Still, the present Nigerian government, and the oil companies to
which it is in hock, are working feverishly to undermine the legacies
of this moral and political giant, in the Niger delta and elsewhere
in the country. A fresh wave of communal and civic unrest is sweeping
through the delta as youth, women and communal leaders join their
counterparts in other parts of the country to demand an end to
authoritarian rule and the regime of impunity that has enabled the
transnational oil companies to plunder the resources of local people
and despoil their environment.

The government took delivery of yet another batch of fast attack
boats from the United States in early September and has deployed them
to the delta, ostensibly to check the activities of oil smugglers.
But local activists say there has been a marked increase in military
deployments in the region of recent, coinciding with the mass
mobilisation of civic and political groups in the delta to frustrate
the ruling government’s plot to perpetuate itself in office beyond
2007 when fresh presidential and local elections are due.

Niger delta leaders walked out of a conference convened by the
central government in February to work out a new federal framework
and an acceptable formula for sharing the oil revenue when their
demand for twenty percent of oil receipts was rejected.

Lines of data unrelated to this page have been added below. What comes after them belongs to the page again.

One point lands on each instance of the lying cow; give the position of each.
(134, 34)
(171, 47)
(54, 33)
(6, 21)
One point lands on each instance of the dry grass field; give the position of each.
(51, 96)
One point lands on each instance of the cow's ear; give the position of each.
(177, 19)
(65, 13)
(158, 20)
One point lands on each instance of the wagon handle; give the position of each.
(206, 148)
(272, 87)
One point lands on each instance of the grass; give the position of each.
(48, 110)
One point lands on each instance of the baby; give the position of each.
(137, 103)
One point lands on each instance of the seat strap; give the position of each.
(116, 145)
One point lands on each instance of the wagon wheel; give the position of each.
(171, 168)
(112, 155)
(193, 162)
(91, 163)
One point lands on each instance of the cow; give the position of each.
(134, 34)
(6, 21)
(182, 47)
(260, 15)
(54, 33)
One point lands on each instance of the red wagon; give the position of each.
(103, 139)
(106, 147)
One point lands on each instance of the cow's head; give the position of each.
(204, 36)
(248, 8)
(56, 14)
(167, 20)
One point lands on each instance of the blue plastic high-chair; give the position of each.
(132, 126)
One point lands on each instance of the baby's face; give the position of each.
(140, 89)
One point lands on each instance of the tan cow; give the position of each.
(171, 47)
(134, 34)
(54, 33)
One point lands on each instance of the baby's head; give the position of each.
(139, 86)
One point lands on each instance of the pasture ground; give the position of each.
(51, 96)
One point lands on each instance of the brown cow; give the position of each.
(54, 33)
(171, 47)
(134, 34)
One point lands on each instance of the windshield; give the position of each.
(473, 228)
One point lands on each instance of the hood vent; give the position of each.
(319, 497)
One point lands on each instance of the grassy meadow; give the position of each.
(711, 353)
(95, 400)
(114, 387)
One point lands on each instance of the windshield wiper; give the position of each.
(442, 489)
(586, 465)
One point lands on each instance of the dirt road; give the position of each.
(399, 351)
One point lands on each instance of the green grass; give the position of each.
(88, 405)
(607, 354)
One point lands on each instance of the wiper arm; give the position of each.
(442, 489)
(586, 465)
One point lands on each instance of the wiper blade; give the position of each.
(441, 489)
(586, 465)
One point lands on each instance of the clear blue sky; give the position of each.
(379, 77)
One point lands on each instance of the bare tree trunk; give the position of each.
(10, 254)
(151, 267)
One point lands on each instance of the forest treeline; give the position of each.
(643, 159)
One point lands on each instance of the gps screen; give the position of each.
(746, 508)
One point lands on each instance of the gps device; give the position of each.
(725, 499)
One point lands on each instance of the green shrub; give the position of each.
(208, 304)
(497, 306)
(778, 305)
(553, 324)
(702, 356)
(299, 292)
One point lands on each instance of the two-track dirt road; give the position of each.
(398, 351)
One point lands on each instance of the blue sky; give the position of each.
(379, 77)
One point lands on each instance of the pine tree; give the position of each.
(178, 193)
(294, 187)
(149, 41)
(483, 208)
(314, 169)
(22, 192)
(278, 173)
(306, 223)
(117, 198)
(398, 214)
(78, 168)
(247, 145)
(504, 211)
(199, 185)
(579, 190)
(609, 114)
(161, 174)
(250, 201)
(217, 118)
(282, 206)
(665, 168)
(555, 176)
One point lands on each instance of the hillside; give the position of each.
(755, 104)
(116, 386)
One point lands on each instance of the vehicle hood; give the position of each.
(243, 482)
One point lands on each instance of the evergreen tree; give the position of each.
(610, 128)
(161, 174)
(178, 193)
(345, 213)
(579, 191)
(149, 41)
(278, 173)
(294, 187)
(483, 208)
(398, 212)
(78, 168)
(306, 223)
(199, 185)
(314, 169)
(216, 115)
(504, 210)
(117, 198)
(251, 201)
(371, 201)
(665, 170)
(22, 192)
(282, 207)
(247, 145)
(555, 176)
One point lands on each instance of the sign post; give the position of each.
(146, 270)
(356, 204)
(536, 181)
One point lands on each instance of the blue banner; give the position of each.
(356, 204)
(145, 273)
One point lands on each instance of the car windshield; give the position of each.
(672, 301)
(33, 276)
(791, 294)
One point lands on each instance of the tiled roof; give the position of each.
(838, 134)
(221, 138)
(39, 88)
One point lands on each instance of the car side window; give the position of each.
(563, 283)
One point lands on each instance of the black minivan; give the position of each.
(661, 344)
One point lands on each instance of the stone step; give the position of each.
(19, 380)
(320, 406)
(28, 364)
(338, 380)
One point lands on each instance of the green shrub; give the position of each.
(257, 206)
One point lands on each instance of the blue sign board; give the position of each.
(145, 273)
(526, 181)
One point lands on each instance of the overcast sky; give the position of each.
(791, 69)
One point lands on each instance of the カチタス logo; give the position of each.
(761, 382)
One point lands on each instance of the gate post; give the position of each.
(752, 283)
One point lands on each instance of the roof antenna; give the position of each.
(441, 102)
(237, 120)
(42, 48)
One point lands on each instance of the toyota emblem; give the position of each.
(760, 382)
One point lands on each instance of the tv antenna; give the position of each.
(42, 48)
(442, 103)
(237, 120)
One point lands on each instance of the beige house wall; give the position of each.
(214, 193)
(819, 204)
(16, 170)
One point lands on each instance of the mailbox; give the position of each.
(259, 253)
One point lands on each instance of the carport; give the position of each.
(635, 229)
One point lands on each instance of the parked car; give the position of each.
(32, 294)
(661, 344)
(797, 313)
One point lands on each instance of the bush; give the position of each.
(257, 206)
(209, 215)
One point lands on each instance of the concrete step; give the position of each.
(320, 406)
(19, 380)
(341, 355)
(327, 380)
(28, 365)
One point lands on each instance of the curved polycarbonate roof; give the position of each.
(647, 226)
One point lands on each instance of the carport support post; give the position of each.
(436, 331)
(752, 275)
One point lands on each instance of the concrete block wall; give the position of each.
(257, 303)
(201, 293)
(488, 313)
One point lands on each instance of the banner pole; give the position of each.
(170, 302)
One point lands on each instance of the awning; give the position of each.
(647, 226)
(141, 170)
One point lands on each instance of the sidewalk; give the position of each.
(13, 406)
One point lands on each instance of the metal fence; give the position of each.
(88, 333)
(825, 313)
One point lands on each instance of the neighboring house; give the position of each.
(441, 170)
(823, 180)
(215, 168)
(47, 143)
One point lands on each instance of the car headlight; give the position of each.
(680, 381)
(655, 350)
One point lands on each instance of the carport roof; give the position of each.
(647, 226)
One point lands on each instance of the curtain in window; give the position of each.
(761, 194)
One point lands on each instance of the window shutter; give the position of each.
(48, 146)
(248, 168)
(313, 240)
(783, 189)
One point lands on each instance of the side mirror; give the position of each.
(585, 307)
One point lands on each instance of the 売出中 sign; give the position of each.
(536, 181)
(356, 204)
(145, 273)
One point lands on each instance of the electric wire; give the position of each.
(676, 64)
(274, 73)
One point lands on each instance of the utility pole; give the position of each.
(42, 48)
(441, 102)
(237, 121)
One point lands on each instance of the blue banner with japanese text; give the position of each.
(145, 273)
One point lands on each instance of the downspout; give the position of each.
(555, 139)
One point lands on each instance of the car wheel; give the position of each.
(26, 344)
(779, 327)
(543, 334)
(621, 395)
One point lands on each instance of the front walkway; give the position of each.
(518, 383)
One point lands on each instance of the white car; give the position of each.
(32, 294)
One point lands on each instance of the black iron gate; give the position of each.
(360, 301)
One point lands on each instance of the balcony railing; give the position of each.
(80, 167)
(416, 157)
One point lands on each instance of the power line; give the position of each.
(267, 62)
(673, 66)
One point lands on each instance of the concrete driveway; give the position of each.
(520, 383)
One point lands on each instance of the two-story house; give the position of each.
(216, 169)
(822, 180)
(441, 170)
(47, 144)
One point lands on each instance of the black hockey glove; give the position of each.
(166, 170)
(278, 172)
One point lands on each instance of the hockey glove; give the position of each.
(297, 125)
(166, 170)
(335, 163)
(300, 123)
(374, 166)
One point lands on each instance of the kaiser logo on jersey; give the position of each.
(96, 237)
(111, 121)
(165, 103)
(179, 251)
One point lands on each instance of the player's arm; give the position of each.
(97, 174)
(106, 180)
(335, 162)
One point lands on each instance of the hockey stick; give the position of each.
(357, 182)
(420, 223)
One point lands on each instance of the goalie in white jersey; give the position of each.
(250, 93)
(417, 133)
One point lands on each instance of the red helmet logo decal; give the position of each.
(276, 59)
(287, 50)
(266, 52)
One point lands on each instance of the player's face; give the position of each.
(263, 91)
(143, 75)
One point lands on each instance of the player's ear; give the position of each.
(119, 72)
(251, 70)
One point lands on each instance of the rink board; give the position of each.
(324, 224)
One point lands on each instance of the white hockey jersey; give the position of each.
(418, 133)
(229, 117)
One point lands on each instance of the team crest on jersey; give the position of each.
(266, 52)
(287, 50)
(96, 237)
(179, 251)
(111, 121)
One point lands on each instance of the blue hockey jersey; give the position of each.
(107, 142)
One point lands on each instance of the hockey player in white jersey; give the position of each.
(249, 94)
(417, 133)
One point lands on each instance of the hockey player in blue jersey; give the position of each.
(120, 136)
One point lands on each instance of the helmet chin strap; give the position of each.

They also
refused to back a covert plan that would have enabled the President,
Olusegun Obasanjo, to alter the provisions of the constitution and
continue in office when his term expires in May 2007.

The increased military presence in the region, and the recent spate
of detention of local leaders, is President Obasanjo’s way of
retaliating against those in the region he now characterises as
‘subversive elements’. It is, however, unlikely, that these strong-
arm methods will suppress the clamour for democratic accountability,
self-representation, and proper consideration for the environment in
the region.

Saro-Wiwa was hanged in order that Shell might return to
its oil wells in Ogoni. But the Ogoni have refused to back down, and
the oil company is still persona non grata in the area twelve years
after it was peacefully expelled from the Ogoni oil fields. The
present wave of military intimidation will not achieve the result
Nigeria's authoritarian leaders desire: unchecked plunder of the oil
wealth of the delta communities. Saro-Wiwa's words have embedded
firmly in the political soil of the Niger Delta.

Ken Saro-Wiwa was a writer and a man of ideas. He believed that the
written word was potent, and that good ideas would endure no matter
the travails and obstacles placed on their path. Saro-Wiwa was right.
Ten years after he was brutally cut down, his word and ideas are as
potent as when he first uttered them in the early 1990s.